The good folks who are engaged in climate communications have to do some good memetic engineering. They have to see the meme dimension and how to play with the resonances to be able inject something new that won’t be rejected by the current culture’s meme structures. It is much like the body rejecting a new organ – or transplanting a plant – you have to get the rules of that ecosystem to have a sense of whether the new thing will flourish.
“Nothing is stronger than an idea whose time has come.” Lots of memes are failing all the time because the existing culture structure rejects it. So in a sense culture design is about creating the best time for the new memes to spread. Essentially we have to apply new meme-based strategies to create winning sustainability and thrivability memes.
Our approach of doing just that stars with mapping the meme ecosystem. Based on our research we have a deep insight into the web of ideas, beliefs, and stories that shape how memes of climate interacts with the world around it. This reveals the opportunity landscape for creating change.
In the meme dimensions we essentially uncover the psychological drivers of action and resistance in social behavior in culture. This reveals the structural resonance between your idea and the practices you want to change.
To create the winning memes we analyze and engineer new memes to activate certain emotions, attitudes, and social values. This is based on the memetic dimensions so the memes we spread will win out over its competitors.
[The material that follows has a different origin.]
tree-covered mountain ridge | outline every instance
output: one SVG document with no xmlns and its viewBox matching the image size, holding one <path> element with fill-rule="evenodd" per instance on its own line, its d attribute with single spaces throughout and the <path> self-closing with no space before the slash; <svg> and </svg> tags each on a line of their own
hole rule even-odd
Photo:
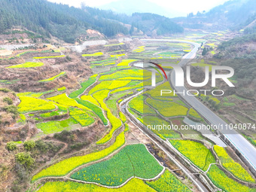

We identified the three main directions where, according to our research, good memes can spread. These are our culture design solutions for spreading environmental memes:
Main theme: A Thriving Future is Possible.
1) Humans are Good for the Planet
Challenge the idea that humans are bad and need to go away.
Let’s spread the belief that humans are a positive force in the world!
2) Humanity is Coming Together
Challenge the idea that humanity is too polarized and fragmented. Let’s spread the belief that people are coming together around the world!
3) We are Equipped for the Crises
Challenge the idea that we don’t know enough to solve this problem. Let’s spread the belief that we have all the technical know-how we need!